Евтушенко, конечно, внимал всему этому с недоумением. Весь этот маразм, этот сенильный эротизм, эта ветошь, какое-то сундучное детство – и всё это из уст молодых панково-зашкафных парней. Всё это было глубоко чуждо бодрому, боевому, мускулистому духу оттепельных 60-х. Больше я его не видел. Недавно Евтушенко (Евтюх, как его называли) умер. Прикольный был человек, яркий фрукт своего времени.
После его ухода из мастерской мы пошли к Лейдерману (он тогда снимал комнату на Садовой-Черногрязской). Включили там телевизор и посмотрели всё же из любопытства перепалку Евтушенко с Горбачевым. Это оказался весьма скромный, даже ничтожный обмен репликами, вряд ли способный выделиться на фоне общего потока яростных браней, переполнявших тогдашний парламент.

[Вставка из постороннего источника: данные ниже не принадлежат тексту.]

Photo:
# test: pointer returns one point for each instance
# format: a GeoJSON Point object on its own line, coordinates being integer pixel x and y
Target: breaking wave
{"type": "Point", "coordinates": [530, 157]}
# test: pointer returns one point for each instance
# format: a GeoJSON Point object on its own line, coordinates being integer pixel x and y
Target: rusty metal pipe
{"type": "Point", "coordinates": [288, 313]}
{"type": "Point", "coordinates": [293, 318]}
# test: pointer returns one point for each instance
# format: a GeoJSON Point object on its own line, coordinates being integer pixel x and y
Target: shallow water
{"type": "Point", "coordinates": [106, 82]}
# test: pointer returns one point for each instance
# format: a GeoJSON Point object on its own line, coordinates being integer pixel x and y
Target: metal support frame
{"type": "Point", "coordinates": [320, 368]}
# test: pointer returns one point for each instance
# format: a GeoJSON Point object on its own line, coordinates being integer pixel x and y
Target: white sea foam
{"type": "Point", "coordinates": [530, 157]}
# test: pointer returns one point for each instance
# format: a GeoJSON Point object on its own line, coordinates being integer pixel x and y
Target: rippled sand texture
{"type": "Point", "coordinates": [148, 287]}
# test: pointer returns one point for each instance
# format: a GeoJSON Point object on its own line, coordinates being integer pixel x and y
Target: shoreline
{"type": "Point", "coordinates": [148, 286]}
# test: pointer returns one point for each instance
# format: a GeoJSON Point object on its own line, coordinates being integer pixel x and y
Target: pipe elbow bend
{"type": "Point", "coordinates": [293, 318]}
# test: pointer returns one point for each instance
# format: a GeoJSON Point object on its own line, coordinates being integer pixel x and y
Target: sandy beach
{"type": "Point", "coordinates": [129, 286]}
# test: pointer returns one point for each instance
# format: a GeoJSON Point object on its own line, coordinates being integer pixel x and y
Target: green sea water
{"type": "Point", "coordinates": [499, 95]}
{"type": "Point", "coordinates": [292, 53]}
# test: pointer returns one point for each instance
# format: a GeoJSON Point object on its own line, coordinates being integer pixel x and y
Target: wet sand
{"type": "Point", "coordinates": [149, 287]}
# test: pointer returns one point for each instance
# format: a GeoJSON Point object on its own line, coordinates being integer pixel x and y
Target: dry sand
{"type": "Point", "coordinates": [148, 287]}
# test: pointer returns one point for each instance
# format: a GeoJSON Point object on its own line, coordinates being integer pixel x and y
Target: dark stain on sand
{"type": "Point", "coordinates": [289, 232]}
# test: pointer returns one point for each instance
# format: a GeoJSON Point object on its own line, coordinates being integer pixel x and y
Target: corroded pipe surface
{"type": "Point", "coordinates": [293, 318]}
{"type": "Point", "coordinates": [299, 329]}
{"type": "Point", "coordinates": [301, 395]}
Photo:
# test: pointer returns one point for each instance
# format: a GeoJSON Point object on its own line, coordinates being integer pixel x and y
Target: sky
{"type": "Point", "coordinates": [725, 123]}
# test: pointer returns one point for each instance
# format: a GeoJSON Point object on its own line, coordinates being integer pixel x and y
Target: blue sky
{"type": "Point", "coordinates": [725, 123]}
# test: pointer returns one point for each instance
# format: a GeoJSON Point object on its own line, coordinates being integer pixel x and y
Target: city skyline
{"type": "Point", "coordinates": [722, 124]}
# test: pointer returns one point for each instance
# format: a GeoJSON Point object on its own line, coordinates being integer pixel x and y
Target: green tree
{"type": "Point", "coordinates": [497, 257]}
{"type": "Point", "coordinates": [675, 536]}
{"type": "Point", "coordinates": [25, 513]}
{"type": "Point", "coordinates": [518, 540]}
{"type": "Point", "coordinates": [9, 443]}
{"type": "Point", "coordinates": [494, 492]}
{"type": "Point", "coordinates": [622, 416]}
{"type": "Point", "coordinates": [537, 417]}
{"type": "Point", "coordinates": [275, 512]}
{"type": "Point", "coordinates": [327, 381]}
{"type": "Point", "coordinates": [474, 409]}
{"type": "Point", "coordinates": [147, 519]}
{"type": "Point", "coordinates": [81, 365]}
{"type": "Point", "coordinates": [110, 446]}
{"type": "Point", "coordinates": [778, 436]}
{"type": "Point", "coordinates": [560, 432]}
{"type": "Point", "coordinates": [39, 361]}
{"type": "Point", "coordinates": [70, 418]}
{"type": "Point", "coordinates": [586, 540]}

На деле мы тогда были очень далеки от той сенильной ветоши, которую воспевали в стихах. Вскоре произошло в мастерской Кабакова еще одно значимое и не лишенное торжественности событие, о котором следует рассказать в торжественных интонациях. Начать следует с того, что Сережа Африка (наш общий с Ануфриевым близкий друг и нередкий соавтор в различных художественных начинаниях и предприятиях) отправился в Америку. Первое путешествие Африки в Америку оказалось на редкость триумфальным и насыщенным самыми значимыми встречами, какие только можно себе представить (такой, говорю, был год – не только у нас, но и у всей Европы!). Африка подружился с великим грибником Джоном Кейджем и удостоился его благословения, он также создал художественное оформление для балета Майкла Каннингема, и это дело имело немалый успех в Нью-Йорке. Энергичный Африканец познакомился со всеми, с кем только можно, вплоть до Майкла Джексона и Мадонны. «Чуть не выебал Мадонну», – говаривал он потом ворчливым голосом, покачивая головой и псевдосокрушаясь, наподобие уютной Арины Родионовны.
Африка, как и Илья Кабаков, обладал даром доводить меня до смехового исступления своими рассказами (дико ценю в людях этот дар!). Помню, он заставил меня извиваться от хохота, повествуя о посещении знаменитого сексуального клуба Dump («Дыра») в Нью-Йорке. Рассказ был убийственно смешным, хотя в описываемой реальности не прослеживалось ровным счетом ничего комического, скорее клуб склонялся к мрачноватому нуарному эросу: кого-то распинали на кожаном кресте, кого-то бичевали без пощады… Напротив Африки сидела пожилая дама с бриллиантами в маленьких старых ушах, в розовом брючном костюмчике, на вид очень угрюмая и надменная: подлинное морщинистое яблочко с ветвей Мэдисон-авеню. Ни на кого не глядя, она пила свой вербеновый чай. К ней приблизился совершенно голый детина по прозвищу Патронташ: этот по голому и могучему своему телу был обернут и стянут кожаными поясами с множеством отделений-карманчиков, в каждом из которых сидела бутылочка с тем или иным ароматическим маслом. Помедитировав на даму, Патронташ выдернул из пояса флакончик с избранным благоуханием и стал уверенными движениями втирать масло в свой могучий член, одновременно его надрачивая. Работал он сосредоточенно, пока сперма не брызнула на морщинистое лицо дамы, на ее бриллианты и лацканы розового пиджака. Изрядное количество телесного сока попало и в чашку с вербеновым чаем. Дама даже бровью не повела. Сохраняя на лице высокомерно-замкнутое выражение, она спокойно допила свой чай, в котором уже танцевали интересные сперматозоиды.
Можно было также прокатиться по пространству клуба, сидя на спине персонажа по кличке Toni the Poni. Оседланный и взнузданный, а в остальном нагой, он перемещался на четвереньках, предлагая желающим покататься на себе. Было еще много других аттракционов, и все они внушили Африке искренний восторг. Он пробыл там до утра, а утром он должен был записывать беседу с известным поэтом-битником Алленом Гинзбергом: то ли для радио, то ли для телевидения. Когда Африка явился на запись, обрюзгший кумир прошедших времен уже поджидал его и, видимо, тоже пил вербеновый чай. Африка был в таком приподнятом настроении в адрес прошедшей ночи, что стал взахлеб рассказывать поэту-битнику про всё, что он увидел и ощутил в клубе Dump. Старик взглянул на него с сожалением.
– Поверьте мне, юноша, всё это лишь скромная и жалкая тень развлечений моей молодости, – сказал Гинзберг.
Африка не стал кончать в его чай. И даже не плюнул в его кофе, выгодно отличаясь от, скажем, Евтушенко, который несколько раз в моем присутствии бахвалился тем, что якобы плюнул в кофе Сальвадору Дали. Якобы за то, что тот пренебрежительно отзывался о советском искусстве.